The law firms we work with that handle trust accounting well have one thing in common: they treat it like any other compliance obligation. They build the process, they run it consistently, and they have someone accountable for it every month.
If your current process feels uncertain, that's worth addressing now. We work exclusively with law firms, which means we understand IOLTA compliance, Kansas bar rules, and the financial workflows that keep practices running cleanly.
Book a consultation with our team or request an example IOLTA reconciliation report to see exactly how this should work for your firm. Don't wait for an overdraft notice to find out your records aren't clean.
Resources
- Kansas Rules of Professional Conduct, Rule 1.15 — The governing rule for safekeeping client property in Kansas
- Kansas Supreme Court Rule 225 — The Kansas IOLTA rule authorizing the program
- Kansas Supreme Court Rule 226 — Overdraft notification requirements for financial institutions
- Kansas Disciplinary Administrator — Oversight body for attorney discipline in Kansas
- IOLTA Reconciliation Example (YouTube) — A walkthrough of a completed three-way IOLTA reconciliation report
- Law Firm Velocity Trust Accounting Services — How we help Kansas law firms stay compliant
- Law Firm Velocity IOLTA Resources — State-by-state IOLTA guidance for attorneys
Frequently Asked Questions
Is IOLTA participation mandatory for Kansas attorneys?

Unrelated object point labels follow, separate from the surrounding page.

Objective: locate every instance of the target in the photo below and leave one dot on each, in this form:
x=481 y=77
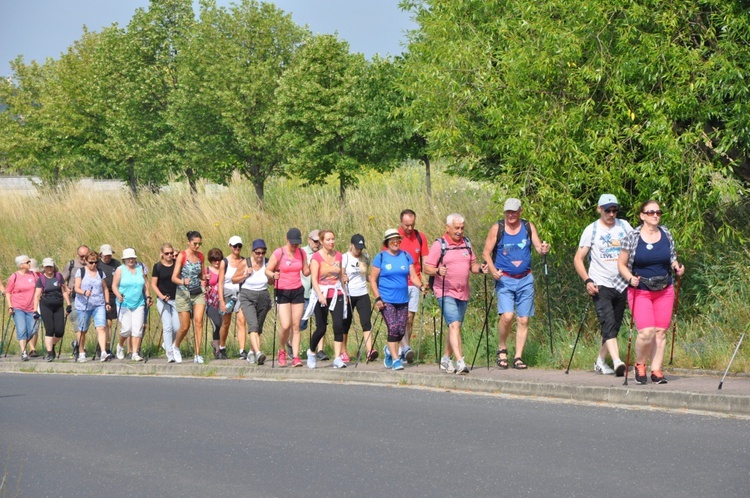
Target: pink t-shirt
x=328 y=274
x=21 y=288
x=459 y=260
x=289 y=268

Yes. Kansas attorneys who handle client funds that are nominal in amount or held for a short period must deposit those funds in an IOLTA account. Participation is not voluntary. Under KRPC 1.15, the obligation is tied to the nature of the funds, not the size of the firm or the attorney's preference. Solo practitioners and large firms alike must comply.
How often do Kansas attorneys need to reconcile their IOLTA accounts?
Kansas attorneys are required to perform a three-way trust account reconciliation every month. The three-way reconciliation means the attorney's check register, the sum of all client ledger balances, and the bank statement balance must all match. Monthly reconciliation is not a best practice. It's a requirement, and records of each reconciliation should be retained for at least five years.
What happens if a Kansas IOLTA account is overdrawn?
Kansas Supreme Court Rule 226 requires banks to notify the Kansas Disciplinary Administrator any time a trust account is overdrawn, even briefly. The Disciplinary Administrator will likely contact the attorney for an explanation. Depending on the circumstances, the attorney may face a formal investigation. An overdraft caused by a bank error should still be addressed immediately, with clear documentation that the error originated with the bank.
Can a Kansas attorney pay bank fees from the IOLTA account?
Generally, no. Bank fees are a firm expense and should be paid from the operating account. The one narrow exception is that Kansas rules may permit a small, fixed amount of firm funds to be held in the trust account to cover routine account maintenance fees, but this is limited and must not come from client funds. Attorneys should review their bank's fee structure and ensure no client funds are depleted to cover banking costs.
How long must Kansas attorneys keep trust account records?
KRPC 1.15 requires Kansas attorneys to retain trust account records for five years after the final disposition of each matter. This includes client ledgers, the trust account check register or journal, monthly bank statements, deposit records, canceled checks or copies, and all monthly reconciliation reports. When a client relationship ends, the five-year clock starts from the date of final disposition, not from the last transaction.